There are two types of outside bars:
- Bullish Outside Bar (Bullish Engulfing): This occurs when the current candlestick is a bullish (green or white) candlestick that completely engulfs the previous bearish (red or black) candlestick. It suggests a potential bullish reversal, indicating that buyers are gaining control and may drive prices higher.
- Bearish Outside Bar (Bearish Engulfing): This occurs when the current candlestick is a bearish (red or black) candlestick that completely engulfs the previous bullish (green or white) candlestick. It suggests a potential bearish reversal, indicating that sellers are gaining control and may push prices lower.
The outside bar pattern is considered a strong reversal signal. It reflects a shift in market sentiment, with one side (bulls or bears) overpowering the other. Traders often interpret this pattern as a potential indication of a trend change.
Note –
- It’s essential to consider the context in which the outside bar forms. The significance of the pattern can be enhanced if it occurs near key support or resistance levels, or after a prolonged trend.
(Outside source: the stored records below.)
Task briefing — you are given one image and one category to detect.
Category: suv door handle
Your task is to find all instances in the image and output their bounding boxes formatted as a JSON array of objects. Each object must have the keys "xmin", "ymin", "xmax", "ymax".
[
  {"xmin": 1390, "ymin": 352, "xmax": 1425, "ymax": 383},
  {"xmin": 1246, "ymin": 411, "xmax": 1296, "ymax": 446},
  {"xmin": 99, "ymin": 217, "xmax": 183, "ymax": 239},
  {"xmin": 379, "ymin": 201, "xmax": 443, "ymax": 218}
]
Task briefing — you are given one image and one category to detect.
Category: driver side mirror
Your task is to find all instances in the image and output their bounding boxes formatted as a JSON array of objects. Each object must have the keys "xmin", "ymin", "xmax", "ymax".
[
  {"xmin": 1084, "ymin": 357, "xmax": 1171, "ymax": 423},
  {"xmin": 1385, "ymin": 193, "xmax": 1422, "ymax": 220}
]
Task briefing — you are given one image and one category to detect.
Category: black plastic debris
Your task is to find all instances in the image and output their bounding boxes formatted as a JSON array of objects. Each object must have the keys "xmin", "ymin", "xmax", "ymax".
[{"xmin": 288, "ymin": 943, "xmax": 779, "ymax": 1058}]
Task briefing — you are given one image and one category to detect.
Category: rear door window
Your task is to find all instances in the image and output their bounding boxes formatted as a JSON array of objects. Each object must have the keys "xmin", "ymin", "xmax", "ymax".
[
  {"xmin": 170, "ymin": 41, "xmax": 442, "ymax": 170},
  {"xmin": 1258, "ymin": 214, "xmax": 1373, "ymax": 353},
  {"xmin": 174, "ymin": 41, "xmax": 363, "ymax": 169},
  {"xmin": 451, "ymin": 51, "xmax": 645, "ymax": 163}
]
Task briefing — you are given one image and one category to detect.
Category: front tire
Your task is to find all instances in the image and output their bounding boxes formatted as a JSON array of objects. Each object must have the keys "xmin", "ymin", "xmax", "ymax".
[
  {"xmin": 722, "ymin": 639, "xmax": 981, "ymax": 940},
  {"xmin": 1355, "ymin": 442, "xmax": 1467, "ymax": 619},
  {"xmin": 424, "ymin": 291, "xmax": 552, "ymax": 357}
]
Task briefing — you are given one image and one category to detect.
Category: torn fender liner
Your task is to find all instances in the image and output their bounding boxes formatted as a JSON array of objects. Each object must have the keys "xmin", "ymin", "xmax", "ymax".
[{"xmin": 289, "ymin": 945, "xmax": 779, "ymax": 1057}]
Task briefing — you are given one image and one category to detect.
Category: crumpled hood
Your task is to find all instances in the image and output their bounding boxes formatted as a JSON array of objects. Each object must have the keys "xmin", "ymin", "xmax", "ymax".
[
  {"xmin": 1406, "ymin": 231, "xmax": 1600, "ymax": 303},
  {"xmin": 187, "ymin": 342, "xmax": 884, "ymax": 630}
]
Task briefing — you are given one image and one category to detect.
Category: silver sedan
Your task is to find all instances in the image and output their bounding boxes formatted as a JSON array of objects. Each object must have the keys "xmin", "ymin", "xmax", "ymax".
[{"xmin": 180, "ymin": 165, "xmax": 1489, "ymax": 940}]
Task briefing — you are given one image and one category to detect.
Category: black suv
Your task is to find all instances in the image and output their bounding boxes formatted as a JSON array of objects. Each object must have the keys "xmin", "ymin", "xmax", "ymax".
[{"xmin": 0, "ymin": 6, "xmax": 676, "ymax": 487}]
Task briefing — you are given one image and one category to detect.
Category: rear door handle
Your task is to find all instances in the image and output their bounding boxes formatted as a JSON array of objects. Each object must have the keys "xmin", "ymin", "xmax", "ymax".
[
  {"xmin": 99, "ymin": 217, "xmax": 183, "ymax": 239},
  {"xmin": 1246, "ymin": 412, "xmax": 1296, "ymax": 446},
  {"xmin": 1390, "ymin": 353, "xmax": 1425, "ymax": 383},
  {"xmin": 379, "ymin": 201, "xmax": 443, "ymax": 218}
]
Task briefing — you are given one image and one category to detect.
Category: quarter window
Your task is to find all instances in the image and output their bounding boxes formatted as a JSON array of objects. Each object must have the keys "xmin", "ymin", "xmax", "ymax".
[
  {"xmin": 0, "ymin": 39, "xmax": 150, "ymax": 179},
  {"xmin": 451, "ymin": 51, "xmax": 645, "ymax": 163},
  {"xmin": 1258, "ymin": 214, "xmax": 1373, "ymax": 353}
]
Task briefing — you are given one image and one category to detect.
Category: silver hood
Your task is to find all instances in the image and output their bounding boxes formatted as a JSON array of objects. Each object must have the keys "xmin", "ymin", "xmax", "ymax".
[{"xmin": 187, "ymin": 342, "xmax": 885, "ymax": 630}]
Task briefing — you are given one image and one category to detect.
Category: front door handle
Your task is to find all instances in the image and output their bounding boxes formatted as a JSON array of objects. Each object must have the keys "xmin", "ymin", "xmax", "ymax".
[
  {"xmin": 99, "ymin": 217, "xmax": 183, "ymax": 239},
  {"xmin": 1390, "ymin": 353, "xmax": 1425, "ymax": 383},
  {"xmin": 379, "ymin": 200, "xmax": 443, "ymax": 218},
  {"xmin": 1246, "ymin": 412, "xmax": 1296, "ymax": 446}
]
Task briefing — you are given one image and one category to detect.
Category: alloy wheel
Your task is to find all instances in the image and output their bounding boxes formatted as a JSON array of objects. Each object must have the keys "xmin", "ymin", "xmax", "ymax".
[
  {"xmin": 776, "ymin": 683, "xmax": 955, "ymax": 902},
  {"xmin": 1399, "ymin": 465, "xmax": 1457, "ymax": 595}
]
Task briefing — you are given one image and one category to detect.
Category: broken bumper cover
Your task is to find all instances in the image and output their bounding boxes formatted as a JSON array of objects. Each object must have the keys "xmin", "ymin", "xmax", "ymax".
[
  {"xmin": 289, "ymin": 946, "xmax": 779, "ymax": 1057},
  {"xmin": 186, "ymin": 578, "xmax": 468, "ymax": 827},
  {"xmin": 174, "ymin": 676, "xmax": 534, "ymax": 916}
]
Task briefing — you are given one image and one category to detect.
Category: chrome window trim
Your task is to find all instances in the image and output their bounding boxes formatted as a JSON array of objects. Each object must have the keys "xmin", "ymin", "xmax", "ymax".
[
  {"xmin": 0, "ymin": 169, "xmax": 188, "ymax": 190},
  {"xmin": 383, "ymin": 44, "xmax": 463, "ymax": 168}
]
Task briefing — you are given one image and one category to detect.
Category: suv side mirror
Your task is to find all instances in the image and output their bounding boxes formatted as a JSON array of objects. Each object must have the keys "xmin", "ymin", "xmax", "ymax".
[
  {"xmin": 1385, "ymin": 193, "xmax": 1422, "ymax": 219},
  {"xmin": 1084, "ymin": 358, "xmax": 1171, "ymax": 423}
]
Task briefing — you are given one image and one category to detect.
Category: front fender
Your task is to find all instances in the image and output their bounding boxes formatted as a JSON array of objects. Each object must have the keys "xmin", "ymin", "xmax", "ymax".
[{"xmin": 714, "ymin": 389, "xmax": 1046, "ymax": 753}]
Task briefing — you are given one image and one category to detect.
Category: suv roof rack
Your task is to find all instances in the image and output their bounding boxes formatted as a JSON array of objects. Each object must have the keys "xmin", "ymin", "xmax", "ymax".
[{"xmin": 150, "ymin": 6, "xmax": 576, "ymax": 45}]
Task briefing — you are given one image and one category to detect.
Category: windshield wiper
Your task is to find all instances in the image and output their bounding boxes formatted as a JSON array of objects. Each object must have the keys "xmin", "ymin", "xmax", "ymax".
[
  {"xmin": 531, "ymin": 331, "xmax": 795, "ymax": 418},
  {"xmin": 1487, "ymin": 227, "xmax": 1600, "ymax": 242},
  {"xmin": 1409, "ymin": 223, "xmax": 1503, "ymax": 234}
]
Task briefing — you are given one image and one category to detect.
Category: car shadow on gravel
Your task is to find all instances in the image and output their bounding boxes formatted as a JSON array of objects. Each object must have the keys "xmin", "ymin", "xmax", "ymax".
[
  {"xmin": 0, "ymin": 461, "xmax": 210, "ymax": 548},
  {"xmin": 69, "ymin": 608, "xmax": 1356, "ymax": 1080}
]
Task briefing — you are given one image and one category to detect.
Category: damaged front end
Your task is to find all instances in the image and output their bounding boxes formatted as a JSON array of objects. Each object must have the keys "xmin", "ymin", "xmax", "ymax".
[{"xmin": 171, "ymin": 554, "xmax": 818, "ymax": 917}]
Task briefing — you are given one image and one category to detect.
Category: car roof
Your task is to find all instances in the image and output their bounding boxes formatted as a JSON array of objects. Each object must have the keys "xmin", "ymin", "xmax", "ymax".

- Like other candlestick patterns, traders typically use outside bars in conjunction with other technical analysis tools and indicators to make well-informed trading decisions. Confirmation from other factors, such as volume and trend analysis, is often sought to increase the reliability of the signal.
- Keep in mind that while outside bars can provide valuable insights into potential price reversals, no pattern is foolproof, and risk management is crucial when trading based on candlestick patterns.